Кишка Самойло замолчал. Иляш-потурнак стоял бледный и безмолвный.
— Так исполнишь мою волю, пане Иляшу? — помолчав, спросил Кишка.
— Исполню, — глухо отвечал потурнак.
— А мою? — послышался в темноте другой голос.
Иляш-потурнак обернулся на голос. Янычары навели фонарь на говорившего: это был тоже старенький, седенький невольник.
— Кто ты такой? — спросил Иляш.
— Я Марко Рудый, когда-то был судья войсковый.
— А об чем просишь?
— Не просьба моя до тебя, потурначе, а позыв, — я зову тебя на страшный суд перед самого господа бога... Как будешь помирать — вспомни мои слова: на том свете мы с тобой увидимся.
Потурнак нахмурился и молча вышел, позванивая ключами.
Между тем Алкан-паша, выкурив на ночь трубку гашиша, спал в своей роскошной каюте; но сон его был тревожный; вместо сладких грез и чарующих видений, сонный мозг его угнетали страшные картины. Он видел себя на море, на этой же богатой, роскошной галере, разрисованной и изукрашенной. Но что сталось с этой галерой! Она вся оборвана, обагрена кровью, разграблена; дорогие ткани ее в клочках, цветные ленты сорваны, дорогие вещи растащены. Все его янычары порубаны, поколоты, в море побросаны, а все невольники раскованы и овладели галерою. Мало того: старый невольник Кишка Самойло его самого, Алкана-пашу, разрубил на три части и бросил в море... Но ни тогда, когда Алкан-паша видел гибель своей галеры и янычар, ни тогда, когда Кишка Самойло рубил его саблею на три части, Алкан-паша не проснулся, — он проснулся только тогда, когда голова его, отделившись от туловища и скатившись с чердака, упала в море и стала погружаться в холодную воду...
Мучительно билось его сердце, когда он проснулся; но сознание и радостное успокоение воротилось к нему, когда в каютное окошечко он увидел, что галера тихо стоит на море, а восток неба начинает розоветь утреннею зарею...
— Слава аллаху! Это был сон! — невольно вырвалось у него из груди.
— Но какой страшный сон!
Он задумался... Сон тревожил его...
Паша троекратно ударил в ладоши. На этот зов распахнулась занавесь у дверей каюты и пред мутные и тревожные очи паши предстал Иляш-потурнак и низко поклонился, приложив обе руки к сердцу.
— Да будет благословенно имя аллаха, пославшего сон и пробуждение тени падишаха! — сказал он, не подымая головы.
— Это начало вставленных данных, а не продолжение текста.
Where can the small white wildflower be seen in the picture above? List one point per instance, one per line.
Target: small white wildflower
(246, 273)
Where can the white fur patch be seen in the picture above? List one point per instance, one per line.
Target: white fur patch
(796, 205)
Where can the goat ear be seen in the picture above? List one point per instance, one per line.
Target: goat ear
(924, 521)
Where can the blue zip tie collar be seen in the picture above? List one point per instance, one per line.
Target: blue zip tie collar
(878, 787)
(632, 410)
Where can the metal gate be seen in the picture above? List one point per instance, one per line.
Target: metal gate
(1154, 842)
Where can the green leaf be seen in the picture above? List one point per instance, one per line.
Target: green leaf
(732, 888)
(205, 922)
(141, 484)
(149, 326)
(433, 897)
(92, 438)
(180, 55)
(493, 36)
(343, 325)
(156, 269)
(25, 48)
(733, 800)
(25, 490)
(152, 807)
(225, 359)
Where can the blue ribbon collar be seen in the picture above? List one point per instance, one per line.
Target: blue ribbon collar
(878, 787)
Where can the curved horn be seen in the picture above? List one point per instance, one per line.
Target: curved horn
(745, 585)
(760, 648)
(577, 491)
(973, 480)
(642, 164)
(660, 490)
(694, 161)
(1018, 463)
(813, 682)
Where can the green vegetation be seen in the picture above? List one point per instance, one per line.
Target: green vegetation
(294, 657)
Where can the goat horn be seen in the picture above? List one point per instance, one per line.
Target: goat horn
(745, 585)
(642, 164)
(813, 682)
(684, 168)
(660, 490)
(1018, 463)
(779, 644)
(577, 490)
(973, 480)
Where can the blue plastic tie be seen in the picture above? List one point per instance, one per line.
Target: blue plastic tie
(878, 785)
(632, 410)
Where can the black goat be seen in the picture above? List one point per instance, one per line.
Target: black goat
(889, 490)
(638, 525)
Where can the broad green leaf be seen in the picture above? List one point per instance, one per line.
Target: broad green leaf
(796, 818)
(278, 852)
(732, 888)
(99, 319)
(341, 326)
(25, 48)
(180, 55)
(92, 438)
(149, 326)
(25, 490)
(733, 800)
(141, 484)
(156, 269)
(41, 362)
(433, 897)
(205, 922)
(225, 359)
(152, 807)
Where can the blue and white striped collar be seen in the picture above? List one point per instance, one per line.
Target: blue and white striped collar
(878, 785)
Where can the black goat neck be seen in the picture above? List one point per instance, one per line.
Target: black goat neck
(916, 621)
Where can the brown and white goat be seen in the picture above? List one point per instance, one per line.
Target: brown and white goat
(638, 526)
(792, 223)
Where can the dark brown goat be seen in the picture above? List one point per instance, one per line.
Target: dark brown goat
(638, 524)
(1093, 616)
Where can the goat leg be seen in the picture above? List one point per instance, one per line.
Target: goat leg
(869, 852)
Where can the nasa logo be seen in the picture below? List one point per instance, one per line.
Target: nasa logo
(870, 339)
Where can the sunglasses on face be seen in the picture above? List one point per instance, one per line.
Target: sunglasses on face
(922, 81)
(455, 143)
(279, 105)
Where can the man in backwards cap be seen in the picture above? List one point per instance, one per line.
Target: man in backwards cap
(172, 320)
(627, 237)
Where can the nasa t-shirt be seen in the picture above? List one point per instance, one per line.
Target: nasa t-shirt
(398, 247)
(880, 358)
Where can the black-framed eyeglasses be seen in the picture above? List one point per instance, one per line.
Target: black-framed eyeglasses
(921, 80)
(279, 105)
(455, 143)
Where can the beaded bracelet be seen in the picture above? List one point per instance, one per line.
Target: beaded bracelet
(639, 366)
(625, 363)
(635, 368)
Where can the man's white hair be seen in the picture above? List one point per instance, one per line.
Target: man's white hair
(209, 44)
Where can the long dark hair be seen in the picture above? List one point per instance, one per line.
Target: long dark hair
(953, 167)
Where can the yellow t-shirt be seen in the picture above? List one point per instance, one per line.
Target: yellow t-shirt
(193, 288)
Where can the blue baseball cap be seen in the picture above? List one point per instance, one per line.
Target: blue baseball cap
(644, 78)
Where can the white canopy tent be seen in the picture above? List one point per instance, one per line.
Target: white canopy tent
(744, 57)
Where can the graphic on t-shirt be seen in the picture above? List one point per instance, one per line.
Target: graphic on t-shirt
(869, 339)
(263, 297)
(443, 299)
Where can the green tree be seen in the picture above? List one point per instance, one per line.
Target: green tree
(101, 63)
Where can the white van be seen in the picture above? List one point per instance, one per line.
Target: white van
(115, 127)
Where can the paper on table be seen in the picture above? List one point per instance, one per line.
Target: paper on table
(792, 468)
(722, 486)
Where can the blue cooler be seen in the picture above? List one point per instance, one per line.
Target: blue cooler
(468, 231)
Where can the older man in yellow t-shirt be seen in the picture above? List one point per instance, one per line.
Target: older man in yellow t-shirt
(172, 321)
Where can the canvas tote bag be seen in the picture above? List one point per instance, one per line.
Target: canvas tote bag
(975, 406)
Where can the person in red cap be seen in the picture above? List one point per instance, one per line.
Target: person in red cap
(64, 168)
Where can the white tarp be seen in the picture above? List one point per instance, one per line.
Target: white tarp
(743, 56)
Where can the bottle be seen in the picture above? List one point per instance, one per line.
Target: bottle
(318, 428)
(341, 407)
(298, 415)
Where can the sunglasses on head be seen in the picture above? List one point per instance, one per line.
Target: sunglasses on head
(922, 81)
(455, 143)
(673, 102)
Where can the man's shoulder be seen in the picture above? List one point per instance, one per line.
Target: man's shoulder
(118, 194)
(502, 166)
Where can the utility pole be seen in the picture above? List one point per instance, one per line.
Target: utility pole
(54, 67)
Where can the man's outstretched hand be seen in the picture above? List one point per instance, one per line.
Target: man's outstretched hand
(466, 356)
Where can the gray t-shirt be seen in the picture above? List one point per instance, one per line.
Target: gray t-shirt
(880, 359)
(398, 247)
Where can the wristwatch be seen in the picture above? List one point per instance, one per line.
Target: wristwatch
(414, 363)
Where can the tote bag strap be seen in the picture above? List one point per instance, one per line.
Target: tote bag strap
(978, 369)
— Ля-иллях иль аллах Мухамед расул аллах, — пробормотал паша.
— Спокоен ли был священный сон прибежища и щита угнетенных?
— Нет, не спокоен.
— Что же тревожило сосуд мудрости и благости?
— Я видел страшный сон и не знаю, как понять его... Я желал бы, чтоб кто-нибудь истолковал его мне... Кто это сделает, тому я — если он янычар — подарю три города, а если невольник — то ему я дам фирман на свободу и никто его пальцем не тронет.
Иляш-потурнак стоял и смущенно переминался на месте.
— Какой же сон видело светлое око падишаха? — спросил он.
— Может, и я угадаю, что он значит.
— Виделось мне, — начал паша, глядя куда-то своими черными, но какими-то бесцветными глазами и как бы созерцая то, что ему пригрезилось во сне, — виделось мне, что моя галера ободрана, ограблена, кровью вся залита, мои янычары все порезаны и в море потоплены, а невольники все раскованы и на галере хозяйничают... Меня же — о, сохрани аллах! — меня Кишка Самойло, старший невольник, разрубил саблею на три части и бросил в море... Вот какой я страшный сон видел!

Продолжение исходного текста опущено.